Il terzetto del Massachusetts è una storica band screamo/emoviolence nata verso la fine degli anni ’90 e che ha contribuito, insieme a band come Orchid, Pg.99 e Saetia su tutti, ad inizio anni 00 non solo a creare un nuovo sottogenere dell’hc, ma anche a far rivivere una nuova primavera ad una forma musicale che sembrava ormai aver detto tutto nei quasi vent’anni dalla sua nascita fino a quel momento. I Jeromes Dream però sono sempre stati all’interno di quella scena la band maggiormente influenzata dal noise di scuola Jesus Lizard e dal mathcore caotico vicino a band come Botch, quindi, almeno per chi scrive, anche una tra le più originali e particolari di questa nicchia, insieme agli Off Minor o soprattutto ai Gospel.
Già parzialmente da “Presents“, disco del 2001, così come in “LP“, pubblicato nel 2019 dopo la reunion, anche in “The Gray in Between” il riferimento principale indubbiamente risulta essere “Jane Doe“, capolavoro di hc evoluto dei Converge, soprattutto per quella stranissima sensazione di esagerata, violenta ma controllata inquietudine mista ad un’enorme e sofferta emotività, quasi tangibile fisicamente, che suscita l’ascolto di un disco come questo, una sorta di esperienza catartica. Basti a tal proposito ascoltare il trittico iniziale composto da Conversations in Time, On Mute, Stretched Invisible from London e South by Isolation. Il cuore alla fine dell’ascolto sembra sanguinare, insieme ovviamente ai padiglioni auricolari che come minimo fischieranno per un bel po’ anche a causa degli immancabili, continui e persistenti (al limite del fastidio) fischi di chitarra.

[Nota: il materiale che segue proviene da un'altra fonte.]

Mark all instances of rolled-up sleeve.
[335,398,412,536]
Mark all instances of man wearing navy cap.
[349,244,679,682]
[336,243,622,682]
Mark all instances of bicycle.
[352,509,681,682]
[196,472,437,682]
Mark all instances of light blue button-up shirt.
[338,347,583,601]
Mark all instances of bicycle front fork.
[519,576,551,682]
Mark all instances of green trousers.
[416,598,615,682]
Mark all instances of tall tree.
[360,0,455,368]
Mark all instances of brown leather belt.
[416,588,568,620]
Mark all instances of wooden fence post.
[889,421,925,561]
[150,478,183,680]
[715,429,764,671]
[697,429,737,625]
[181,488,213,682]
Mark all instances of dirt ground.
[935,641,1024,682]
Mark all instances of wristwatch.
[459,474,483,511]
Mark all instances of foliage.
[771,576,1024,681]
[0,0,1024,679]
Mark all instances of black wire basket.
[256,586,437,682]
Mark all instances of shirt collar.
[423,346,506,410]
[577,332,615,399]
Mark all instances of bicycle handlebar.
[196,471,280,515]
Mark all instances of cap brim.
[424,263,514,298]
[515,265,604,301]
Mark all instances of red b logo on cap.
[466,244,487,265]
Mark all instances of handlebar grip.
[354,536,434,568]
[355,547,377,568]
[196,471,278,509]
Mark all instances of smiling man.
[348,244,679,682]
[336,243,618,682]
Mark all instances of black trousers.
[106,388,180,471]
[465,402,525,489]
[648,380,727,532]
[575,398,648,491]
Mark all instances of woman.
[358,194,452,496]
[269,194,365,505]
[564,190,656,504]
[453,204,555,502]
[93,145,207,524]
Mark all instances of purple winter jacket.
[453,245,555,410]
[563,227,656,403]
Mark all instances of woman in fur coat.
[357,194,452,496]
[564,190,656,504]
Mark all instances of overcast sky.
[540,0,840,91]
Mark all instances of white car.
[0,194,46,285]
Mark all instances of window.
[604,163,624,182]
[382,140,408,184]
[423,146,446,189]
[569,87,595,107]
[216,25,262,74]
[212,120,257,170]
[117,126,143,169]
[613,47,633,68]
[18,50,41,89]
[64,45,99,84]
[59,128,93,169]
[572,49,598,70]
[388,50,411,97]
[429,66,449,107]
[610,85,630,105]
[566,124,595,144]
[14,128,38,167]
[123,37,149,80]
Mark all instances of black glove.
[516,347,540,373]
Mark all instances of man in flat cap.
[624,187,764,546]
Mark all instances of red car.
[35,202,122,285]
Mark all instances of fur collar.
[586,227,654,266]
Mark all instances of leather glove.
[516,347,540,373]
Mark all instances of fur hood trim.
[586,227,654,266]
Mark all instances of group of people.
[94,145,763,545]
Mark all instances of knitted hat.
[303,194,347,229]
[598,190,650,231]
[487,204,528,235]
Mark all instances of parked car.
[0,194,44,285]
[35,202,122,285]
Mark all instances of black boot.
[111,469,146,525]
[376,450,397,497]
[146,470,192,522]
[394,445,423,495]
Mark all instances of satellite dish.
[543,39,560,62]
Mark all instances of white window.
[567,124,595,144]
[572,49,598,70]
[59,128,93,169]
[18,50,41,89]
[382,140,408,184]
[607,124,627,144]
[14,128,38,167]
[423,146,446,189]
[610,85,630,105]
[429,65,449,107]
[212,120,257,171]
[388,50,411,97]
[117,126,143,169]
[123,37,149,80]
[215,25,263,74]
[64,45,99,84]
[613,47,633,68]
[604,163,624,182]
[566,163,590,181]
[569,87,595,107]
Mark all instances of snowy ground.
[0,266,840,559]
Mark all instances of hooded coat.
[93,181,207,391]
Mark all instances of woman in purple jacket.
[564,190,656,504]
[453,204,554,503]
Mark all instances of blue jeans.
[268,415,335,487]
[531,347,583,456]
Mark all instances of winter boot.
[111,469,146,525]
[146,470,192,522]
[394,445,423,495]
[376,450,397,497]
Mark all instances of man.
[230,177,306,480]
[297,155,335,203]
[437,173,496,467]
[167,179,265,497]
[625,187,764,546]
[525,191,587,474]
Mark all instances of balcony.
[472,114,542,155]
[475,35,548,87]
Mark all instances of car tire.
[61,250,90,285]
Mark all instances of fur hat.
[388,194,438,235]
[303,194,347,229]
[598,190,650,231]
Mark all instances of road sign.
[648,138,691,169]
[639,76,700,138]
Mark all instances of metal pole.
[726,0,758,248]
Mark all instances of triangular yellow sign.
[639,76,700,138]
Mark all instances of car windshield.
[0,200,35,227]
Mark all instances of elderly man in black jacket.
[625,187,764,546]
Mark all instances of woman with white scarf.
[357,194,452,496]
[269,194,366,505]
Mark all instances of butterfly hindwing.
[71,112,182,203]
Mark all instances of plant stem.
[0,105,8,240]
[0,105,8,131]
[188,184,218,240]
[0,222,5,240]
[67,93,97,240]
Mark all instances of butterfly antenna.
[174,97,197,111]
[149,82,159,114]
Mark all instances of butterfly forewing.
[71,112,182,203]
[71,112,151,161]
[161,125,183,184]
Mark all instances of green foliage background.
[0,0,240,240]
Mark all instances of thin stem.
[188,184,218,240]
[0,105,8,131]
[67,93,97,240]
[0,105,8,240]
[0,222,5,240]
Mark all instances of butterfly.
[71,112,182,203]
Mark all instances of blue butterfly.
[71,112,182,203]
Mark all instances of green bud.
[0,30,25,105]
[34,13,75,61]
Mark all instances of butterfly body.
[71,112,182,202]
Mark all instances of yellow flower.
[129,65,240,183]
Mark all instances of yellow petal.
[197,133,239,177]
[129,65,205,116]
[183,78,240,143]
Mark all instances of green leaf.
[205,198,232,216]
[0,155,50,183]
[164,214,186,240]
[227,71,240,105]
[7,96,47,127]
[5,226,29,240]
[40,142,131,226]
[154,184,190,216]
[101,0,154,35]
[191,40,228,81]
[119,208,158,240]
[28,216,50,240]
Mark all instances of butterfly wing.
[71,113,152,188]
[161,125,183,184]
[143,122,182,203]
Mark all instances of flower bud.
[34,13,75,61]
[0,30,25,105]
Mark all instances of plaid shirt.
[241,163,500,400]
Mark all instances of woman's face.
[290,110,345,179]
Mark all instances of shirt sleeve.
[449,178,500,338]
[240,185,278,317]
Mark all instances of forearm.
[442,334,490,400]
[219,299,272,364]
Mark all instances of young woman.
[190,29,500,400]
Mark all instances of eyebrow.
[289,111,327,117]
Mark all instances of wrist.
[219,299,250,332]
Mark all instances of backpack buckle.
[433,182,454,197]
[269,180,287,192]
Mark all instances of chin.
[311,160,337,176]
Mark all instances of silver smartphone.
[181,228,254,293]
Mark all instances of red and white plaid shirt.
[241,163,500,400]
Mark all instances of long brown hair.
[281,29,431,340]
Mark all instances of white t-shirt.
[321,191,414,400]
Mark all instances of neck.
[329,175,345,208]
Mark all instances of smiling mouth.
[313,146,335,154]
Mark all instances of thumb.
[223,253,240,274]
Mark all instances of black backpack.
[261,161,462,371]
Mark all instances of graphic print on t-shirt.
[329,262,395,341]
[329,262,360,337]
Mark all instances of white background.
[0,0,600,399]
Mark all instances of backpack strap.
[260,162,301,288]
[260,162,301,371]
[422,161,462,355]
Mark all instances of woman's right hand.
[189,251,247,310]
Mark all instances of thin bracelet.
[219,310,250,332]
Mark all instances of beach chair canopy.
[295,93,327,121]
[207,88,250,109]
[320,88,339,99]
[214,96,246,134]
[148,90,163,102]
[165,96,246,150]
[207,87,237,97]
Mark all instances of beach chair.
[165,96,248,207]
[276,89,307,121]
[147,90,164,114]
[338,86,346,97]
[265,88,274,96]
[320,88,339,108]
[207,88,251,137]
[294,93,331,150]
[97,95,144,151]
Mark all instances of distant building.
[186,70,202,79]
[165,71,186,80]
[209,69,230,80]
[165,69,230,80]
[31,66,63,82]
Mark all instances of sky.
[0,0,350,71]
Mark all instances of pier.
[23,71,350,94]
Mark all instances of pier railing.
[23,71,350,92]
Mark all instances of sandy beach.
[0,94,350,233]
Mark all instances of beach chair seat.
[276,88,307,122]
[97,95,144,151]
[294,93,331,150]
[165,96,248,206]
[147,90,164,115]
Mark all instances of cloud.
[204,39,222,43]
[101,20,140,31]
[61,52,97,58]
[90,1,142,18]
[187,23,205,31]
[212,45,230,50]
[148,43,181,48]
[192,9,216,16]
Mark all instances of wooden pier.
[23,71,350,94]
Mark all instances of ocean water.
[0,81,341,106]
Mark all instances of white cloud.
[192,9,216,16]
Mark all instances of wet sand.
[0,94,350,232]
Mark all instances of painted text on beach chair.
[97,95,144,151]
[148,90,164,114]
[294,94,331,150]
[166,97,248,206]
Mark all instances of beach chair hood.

“The Gray in Between” nella sua breve e sintetica durata, come da norma per un disco del genere, non ti permette mai di tirare il fiato: le chitarre sono taglienti come lame, il basso è granitico e spinge insieme alla batteria martellante con il tipico suono di rullante secco. Tutte queste forti peculiarità sono stemperate solo dall’attenzione del trio per le dinamiche e da quei brevissimi ma intensi momenti melodici più pacati come nell’intermezzo di Pines on the Hill, nelle struggenti note di pianoforte della successiva Cosmos in Season, nella sognante chitarra di Often Oceans o nel finale della conclusiva The Last Water Pearl, sporadici e brevissimi sprazzi di luce in mezzo ad un viaggio nero destabilizzante e senza ritorno, dove le urla laceranti del cantante bassista Jeff Smith contribuiscono a rendere tutto ancora più disturbante. Piccola parentesi: è davvero sorprendente e miracoloso che il soggetto in questione abbia ancora una voce, in quanto ad inizio carriera aveva l’abitudine di sbraitare nei live senza microfono sforzando perciò in maniera incredibile per farsi sentire, ma questo “simpatico” e caratteristico vezzo ha rischiato chiaramente di danneggiare in maniera irreparabile le corde vocali dello stesso, tanto che già da “Presents” in poi dovette modificare il modo di cantare.
“The Gray in Between” è un lavoro super emozionale perché nel bene o nel male inevitabilmente suscita una reazione in chi ascolta. Per quanto mi riguarda disco hc dell’anno, insieme ai nostrani Stormo.